Strategic Implementation Roadmap¶
Sprint 1: Cross-Language Foundation (Week 1-2)¶
| Task | Files | Effort | Impact |
|---|---|---|---|
| BGE-M3 model swap | brain.py config |
30min | Enables cross-lingual embeddings |
| RRF merge combiner | retrieval.py |
2hrs | Fuses keyword + vector results |
| Query language detection | tool_handlers.py |
1hr | Enables translation routing |
| Answer pre-translation | tool_handlers.py |
3hrs | Fixes agent language bias |
| sqlite-vec integration | sqlite_schema.py, retrieval.py |
5hrs | 10x vector search speedup |
Sprint 2: PDF Extraction Upgrade (Week 2-3)¶
| Task | Files | Effort | Impact |
|---|---|---|---|
| Replace MarkItDown with Docling | doc_trainer.py, doc_chunker.py |
8hrs | Better tables, OCR fallback |
| Custom font detection + OCR fallback | doc_trainer.py |
3hrs | Fixes garbled text |
| Diagram detection + VLM description | doc_trainer.py (new pipeline) |
8hrs | Partial diagram extraction |
Sprint 3: Integration & Testing (Week 3-4)¶
| Task | Files | Effort | Impact |
|---|---|---|---|
| Re-embed existing KB with BGE-M3 | migration script | 2hrs | Backfill vectors |
| Cross-language recall tests | new test file | 4hrs | Validation |
| Re-train KTM manual with Docling | manual test | 2hrs | Validation |
| Metadata hints in MCP output | tool_handlers.py |
2hrs | Better agent interpretation |
Risk Assessment¶
| Risk | Likelihood | Impact | Mitigation |
|---|---|---|---|
| BGE-M3 too large for CI (1.4GB) | Medium | Low | Mock in tests, download in CI cache |
| sqlite-vec not available on all platforms | Low | Medium | Fallback to Python cosine (current behavior) |
| Docling heavy dependency tree | Medium | Medium | Optional import, keep MarkItDown as fallback |
| Translation API rate limits | Low | Low | Cache translations, use local opus-mt |
| VLM diagram descriptions inaccurate | High | Medium | Mark as "AI-described", include confidence |
Unresolved Questions¶
- Hardware: Is GPU available for local inference? Affects BGE-M3 speed (CPU: 150ms, GPU: 30ms).

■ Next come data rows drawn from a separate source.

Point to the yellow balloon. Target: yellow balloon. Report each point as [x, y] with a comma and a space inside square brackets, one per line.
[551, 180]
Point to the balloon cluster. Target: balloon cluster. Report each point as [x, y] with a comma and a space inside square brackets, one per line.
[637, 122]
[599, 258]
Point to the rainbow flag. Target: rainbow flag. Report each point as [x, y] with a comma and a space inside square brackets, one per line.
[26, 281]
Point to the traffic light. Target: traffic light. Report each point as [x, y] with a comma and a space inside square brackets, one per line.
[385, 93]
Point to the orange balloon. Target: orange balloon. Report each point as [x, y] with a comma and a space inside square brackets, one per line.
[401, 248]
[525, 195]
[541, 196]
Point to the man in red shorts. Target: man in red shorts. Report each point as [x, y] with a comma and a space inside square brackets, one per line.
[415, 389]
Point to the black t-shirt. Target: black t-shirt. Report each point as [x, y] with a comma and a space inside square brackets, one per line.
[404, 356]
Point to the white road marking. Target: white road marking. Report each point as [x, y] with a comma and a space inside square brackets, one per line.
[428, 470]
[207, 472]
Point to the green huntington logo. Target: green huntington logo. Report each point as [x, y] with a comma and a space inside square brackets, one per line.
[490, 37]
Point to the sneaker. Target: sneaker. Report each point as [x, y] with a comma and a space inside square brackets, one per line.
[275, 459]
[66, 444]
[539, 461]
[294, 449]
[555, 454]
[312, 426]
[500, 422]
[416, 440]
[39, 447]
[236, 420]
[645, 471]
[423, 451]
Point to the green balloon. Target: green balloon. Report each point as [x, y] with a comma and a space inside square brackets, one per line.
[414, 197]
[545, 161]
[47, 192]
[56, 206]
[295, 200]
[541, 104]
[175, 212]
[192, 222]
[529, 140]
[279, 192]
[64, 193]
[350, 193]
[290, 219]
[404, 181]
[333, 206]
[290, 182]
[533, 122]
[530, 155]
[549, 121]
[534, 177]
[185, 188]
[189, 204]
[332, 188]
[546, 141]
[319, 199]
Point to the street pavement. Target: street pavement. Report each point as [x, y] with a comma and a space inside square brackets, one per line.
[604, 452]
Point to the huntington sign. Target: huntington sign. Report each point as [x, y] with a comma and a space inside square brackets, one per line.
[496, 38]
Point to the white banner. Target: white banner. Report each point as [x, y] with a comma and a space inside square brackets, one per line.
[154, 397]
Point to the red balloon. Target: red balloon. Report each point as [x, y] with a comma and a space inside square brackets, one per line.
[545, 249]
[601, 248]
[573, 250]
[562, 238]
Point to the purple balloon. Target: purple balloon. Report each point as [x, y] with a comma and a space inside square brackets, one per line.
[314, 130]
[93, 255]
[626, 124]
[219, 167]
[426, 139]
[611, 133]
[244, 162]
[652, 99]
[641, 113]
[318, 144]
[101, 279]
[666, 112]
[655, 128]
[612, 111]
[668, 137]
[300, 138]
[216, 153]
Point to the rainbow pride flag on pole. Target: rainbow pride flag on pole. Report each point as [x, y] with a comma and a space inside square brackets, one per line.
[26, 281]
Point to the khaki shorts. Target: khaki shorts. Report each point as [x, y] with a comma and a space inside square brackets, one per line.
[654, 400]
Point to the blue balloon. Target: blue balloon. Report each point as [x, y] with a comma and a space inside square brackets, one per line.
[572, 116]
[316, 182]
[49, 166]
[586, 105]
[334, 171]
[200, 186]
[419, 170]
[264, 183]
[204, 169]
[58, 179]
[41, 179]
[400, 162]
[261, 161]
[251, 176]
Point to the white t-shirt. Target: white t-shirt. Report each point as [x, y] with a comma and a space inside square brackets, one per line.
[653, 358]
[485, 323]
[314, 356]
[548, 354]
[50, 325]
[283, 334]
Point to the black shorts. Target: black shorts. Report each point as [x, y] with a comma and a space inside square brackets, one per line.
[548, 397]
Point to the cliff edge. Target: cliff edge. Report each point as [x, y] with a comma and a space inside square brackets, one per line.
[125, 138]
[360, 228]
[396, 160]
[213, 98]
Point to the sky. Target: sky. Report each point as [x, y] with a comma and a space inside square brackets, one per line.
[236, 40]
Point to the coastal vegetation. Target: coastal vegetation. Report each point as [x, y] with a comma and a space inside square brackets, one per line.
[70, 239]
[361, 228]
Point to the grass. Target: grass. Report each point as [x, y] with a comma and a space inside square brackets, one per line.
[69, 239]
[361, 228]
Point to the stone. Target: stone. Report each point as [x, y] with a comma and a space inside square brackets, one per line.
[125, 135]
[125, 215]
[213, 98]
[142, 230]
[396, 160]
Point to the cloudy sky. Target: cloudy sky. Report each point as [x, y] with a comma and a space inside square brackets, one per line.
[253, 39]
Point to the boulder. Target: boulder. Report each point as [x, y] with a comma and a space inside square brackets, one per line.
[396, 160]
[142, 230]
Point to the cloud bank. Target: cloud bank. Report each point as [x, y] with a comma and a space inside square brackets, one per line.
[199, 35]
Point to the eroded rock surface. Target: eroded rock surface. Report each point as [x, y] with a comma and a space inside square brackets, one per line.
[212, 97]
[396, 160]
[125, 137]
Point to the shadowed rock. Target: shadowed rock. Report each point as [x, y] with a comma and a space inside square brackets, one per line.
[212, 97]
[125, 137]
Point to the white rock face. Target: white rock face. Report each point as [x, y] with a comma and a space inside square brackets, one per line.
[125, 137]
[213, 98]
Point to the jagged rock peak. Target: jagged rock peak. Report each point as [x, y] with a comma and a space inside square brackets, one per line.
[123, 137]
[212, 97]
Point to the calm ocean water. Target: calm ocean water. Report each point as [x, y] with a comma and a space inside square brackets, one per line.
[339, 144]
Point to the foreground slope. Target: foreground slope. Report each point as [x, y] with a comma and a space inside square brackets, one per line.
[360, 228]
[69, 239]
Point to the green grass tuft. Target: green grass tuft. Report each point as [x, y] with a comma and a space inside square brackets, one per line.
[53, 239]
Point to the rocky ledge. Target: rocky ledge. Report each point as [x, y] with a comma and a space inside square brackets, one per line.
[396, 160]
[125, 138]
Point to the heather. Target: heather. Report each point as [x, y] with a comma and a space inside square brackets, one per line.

- KB scale: How many neurons expected? Determines sqlite-vec vs pgvector timing.
- Diagram fidelity: Is "text description of diagram" acceptable, or do users need visual reproduction?
- Agent control: Can MCP server influence agent's system prompt? (Affects metadata hint ROI)
- Cost tolerance: $0/mo strict, or $15/mo acceptable for translation API?